Two guests, Alaska Native leaders Katherine Gottlieb and James LaBelle, provided the board with powerful insights about the historical trauma that impacts life today for many Alaska Native people. Gottlieb, the former CEO of Southcentral Foundation and Alaska’s first MacArthur genius, told how colonization, the stripping away of language, loss of rights for traditional fishing grounds, loss of family, all continue to cause despair. When Southcentral Foundation surveyed people for top health care priorities to address, Gottlieb said, the list wasn’t topped by cancer or diabetes, but by domestic violence and child abuse and neglect.
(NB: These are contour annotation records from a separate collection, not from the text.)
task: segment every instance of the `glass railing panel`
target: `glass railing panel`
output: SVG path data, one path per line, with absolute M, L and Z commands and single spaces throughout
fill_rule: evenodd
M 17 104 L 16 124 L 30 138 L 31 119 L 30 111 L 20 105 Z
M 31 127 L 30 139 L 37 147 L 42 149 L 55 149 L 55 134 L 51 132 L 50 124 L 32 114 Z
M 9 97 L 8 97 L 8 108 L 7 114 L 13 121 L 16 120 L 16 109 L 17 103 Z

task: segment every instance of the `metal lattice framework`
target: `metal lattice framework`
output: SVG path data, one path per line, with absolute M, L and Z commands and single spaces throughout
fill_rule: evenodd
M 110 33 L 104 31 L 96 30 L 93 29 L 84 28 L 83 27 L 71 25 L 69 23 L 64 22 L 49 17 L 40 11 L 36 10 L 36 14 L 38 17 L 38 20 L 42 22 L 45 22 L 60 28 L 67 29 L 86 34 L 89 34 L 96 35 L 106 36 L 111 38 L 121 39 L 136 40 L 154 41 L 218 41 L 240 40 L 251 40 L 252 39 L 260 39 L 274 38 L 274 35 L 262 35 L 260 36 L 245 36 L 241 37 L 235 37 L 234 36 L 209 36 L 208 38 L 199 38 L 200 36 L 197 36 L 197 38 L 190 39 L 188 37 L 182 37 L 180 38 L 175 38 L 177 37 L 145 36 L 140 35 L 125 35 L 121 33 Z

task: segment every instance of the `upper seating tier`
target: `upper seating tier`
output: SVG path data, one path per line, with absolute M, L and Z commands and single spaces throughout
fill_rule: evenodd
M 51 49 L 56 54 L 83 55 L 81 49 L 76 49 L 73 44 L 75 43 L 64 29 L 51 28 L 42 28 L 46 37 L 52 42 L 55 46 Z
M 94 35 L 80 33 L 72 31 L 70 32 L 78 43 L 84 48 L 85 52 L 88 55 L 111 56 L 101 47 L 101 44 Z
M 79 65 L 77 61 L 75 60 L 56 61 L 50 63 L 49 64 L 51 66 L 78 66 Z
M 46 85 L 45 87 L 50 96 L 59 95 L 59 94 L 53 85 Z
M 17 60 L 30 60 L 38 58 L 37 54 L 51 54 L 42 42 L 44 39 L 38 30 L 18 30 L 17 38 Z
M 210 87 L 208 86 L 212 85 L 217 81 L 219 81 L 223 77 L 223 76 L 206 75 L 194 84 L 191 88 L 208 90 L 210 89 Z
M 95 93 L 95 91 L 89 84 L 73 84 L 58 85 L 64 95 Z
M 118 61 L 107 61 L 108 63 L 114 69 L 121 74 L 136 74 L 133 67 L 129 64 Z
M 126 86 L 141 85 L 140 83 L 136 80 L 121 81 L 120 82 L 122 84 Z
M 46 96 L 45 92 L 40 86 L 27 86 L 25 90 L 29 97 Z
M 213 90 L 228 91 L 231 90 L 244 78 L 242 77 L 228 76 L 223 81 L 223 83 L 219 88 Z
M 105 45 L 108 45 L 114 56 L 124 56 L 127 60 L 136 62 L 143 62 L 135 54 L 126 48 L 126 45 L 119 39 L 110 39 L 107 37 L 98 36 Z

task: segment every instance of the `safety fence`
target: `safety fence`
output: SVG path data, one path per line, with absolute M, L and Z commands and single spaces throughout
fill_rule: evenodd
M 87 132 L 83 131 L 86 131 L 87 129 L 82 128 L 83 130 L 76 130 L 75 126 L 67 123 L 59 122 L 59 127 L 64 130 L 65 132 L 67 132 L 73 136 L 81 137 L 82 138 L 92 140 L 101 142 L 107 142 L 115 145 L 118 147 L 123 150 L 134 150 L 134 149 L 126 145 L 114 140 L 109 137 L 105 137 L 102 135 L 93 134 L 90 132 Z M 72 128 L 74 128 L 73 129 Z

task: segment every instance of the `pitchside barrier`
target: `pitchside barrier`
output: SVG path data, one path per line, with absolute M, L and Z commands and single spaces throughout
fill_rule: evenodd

LaBelle, a leader on the National Native American Boarding School Healing Coalition, told how he and his little brother were taken from their mother as little boys and along with other children suffered greatly at a harsh and abusive boarding school, Wrangell Institute. He remembered how children at the start cried for their mothers, for someone to hold them, to love them. “It was sad that no children cried by the end of the school year,” he remembered. After months of forced assimilation, even hope had been taken from them.

Culture camps, language revitalization efforts and healing programs like Southcentral’s Family Wellness Warriors initiative all make a difference, the speakers said. Gottlieb noted that Rasmuson Foundation was an early supporter of the wellness initiative, which helps individuals work through trauma.

The City of Nenana is building a community wellness and fitness center.